|Nature. 2016 Nov 16. doi: 10.1038/nature20613. [Epub ahead of print]|
High-resolution crystal structure of the human CB1 cannabinoid receptor.
Shao Z1, Yin J1, Chapman K1, Grzemska M1, Clark L1, Wang J2, Rosenbaum DM1.
1Department of Biophysics, The University of Texas Southwestern Medical Center, Dallas, Texas 75390, USA.
2Green Center for Systems Biology, The University of Texas Southwestern Medical Center, Dallas, Texas 75390, USA.

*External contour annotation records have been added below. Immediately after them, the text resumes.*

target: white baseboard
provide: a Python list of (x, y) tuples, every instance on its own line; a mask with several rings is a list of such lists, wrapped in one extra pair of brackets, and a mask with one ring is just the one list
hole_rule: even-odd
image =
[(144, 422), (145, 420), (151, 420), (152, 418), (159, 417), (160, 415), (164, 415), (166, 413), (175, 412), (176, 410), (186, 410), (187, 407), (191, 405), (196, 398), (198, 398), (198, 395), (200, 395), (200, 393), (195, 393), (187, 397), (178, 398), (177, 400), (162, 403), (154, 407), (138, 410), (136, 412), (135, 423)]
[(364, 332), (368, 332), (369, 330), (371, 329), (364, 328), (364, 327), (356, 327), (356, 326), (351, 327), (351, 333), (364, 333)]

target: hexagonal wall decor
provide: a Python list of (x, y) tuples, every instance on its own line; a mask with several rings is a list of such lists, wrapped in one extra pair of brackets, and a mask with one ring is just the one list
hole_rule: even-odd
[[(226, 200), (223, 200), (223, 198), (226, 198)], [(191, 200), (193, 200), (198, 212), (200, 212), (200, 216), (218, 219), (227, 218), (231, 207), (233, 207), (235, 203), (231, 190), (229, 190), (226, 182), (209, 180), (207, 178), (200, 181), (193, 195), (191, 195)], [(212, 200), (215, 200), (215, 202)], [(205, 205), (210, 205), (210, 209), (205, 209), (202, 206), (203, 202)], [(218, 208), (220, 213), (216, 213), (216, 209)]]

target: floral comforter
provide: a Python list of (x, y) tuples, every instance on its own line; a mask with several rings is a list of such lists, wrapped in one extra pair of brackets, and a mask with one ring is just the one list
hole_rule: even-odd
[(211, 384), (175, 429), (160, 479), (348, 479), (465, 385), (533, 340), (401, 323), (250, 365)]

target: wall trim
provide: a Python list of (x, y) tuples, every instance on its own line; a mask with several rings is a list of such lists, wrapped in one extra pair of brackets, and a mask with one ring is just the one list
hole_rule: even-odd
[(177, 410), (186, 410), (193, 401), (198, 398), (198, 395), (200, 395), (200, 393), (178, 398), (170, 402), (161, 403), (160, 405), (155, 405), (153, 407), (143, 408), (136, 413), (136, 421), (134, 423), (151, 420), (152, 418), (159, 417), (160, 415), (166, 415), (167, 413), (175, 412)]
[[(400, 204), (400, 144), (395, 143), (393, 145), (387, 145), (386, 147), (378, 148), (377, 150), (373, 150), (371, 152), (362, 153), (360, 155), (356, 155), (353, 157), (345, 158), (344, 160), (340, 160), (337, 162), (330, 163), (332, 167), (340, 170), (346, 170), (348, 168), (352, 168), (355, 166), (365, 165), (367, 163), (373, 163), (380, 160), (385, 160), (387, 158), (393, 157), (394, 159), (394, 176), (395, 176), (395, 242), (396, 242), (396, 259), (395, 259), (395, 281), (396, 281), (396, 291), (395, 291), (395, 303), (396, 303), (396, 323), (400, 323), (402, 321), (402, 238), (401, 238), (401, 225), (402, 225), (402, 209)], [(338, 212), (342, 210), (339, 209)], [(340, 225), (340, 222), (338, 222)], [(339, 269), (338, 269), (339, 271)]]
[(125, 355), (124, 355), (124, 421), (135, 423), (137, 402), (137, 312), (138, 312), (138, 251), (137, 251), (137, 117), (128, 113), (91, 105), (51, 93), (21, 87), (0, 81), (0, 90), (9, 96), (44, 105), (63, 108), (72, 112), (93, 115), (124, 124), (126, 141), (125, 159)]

The human cannabinoid G-protein-coupled receptors (GPCRs) CB1 and CB2 mediate the functional responses to the endocannabinoids anandamide and 2-arachidonyl glycerol (2-AG), as well as the widely consumed plant (phyto)cannabinoid ?9-tetrahydrocannabinol (THC)1. The cannabinoid receptors have been the targets of intensive drug discovery efforts owing to the therapeutic potential of modulators for controlling pain2, epilepsy3, obesity4, and other maladies. Although much progress has recently been made in understanding the biophysical properties of GPCRs, investigations of the molecular mechanisms of the cannabinoids and their receptors have lacked high-resolution structural data. We used GPCR engineering and lipidic cubic phase (LCP) crystallization to determine the structure of the human CB1 receptor bound to the inhibitor taranabant at 2.6?Å resolution. The extracellular surface of CB1, including the highly conserved membrane-proximal amino-terminal (N-terminal) region, is distinct from other lipid-activated GPCRs and forms a critical part of the ligand binding pocket. Docking studies further demonstrate how this same pocket may accommodate the cannabinoid agonist THC. Our CB1 structure provides an atomic framework for studying cannabinoid receptor function, and will aid the design and optimization of cannabinoid system modulators for therapeutic ends.